Drinking Two Or More Sugary Sodas Or Sports Drinks A Day Linked With Early Death — Especially In Women

Circulation, an American Heart Association’s journal,published a new report on the association between drinking sugary drinks and a greater risk of death from cardiovascular disease especially among women

The new report was done by the American Heart Association (AHA) and the Harvard T.H. Chan School of Public Health to determine if drinking sugar-sweetened or artificially sweetened beverages would be bad for life expectancy. Two studies were used by researchers: the Health Professionals follow-up study of 37,716 men which began in 1986 and the Nurses’ Health Study which began in 1976.  Researchers studied controlling factors such as diet, physical activity and body mass index (BMI).

Previous studies over the years found a connection between drinking sweetened soft drinks and weight gain and health problems particularly related to Type II diabetes and heart disease and a daily diet of diet soda habit was linked to higher risks of stroke and dementia according to 

reports that were drawn from the Framingham Heart Study (FHS) at Boston University Medical Center in 2017.

But this new study revealed that people who drank two or more sugary drinks were at a 31 percent higher risk of death from  heart disease and 18 percent higher risk of death primarily from heart disease and then from breast or colon cancer.

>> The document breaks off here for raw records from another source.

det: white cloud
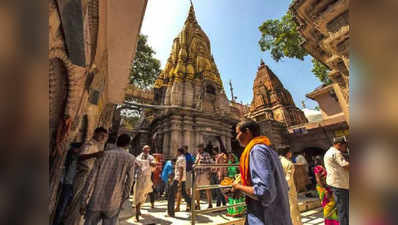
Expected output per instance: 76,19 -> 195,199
141,0 -> 190,68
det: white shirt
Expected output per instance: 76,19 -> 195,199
323,147 -> 350,190
174,155 -> 187,181
296,154 -> 309,173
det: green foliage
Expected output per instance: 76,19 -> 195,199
312,58 -> 332,84
120,109 -> 141,129
258,11 -> 331,84
259,11 -> 308,62
130,34 -> 160,88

When sorted by gender though, those who had more than two servings of sugary drinks a day saw an increase in risk of 63 percent of an early death in women while the report showed only a 29 percent increase in risk for men.

The AHA reports that there is an average of 140 to 150 calories for a typical can of soda which amounts to 35 to 37 grams of sugar which makes sweetened drinks the largest source of added sugar in the average American’s diet.

Substituting sugar sweetened drinks with artificially-sweetened drinks may lower risks by 4% of overall mortality rates still has a higher risk death impact especially for women who drink four or more drinks per day.

Vasanti Malik, lead author on the paper for the new study says that the most important impact on longevity is drinking water in place of any sugary drink. It is the best and healthiest choice we can make.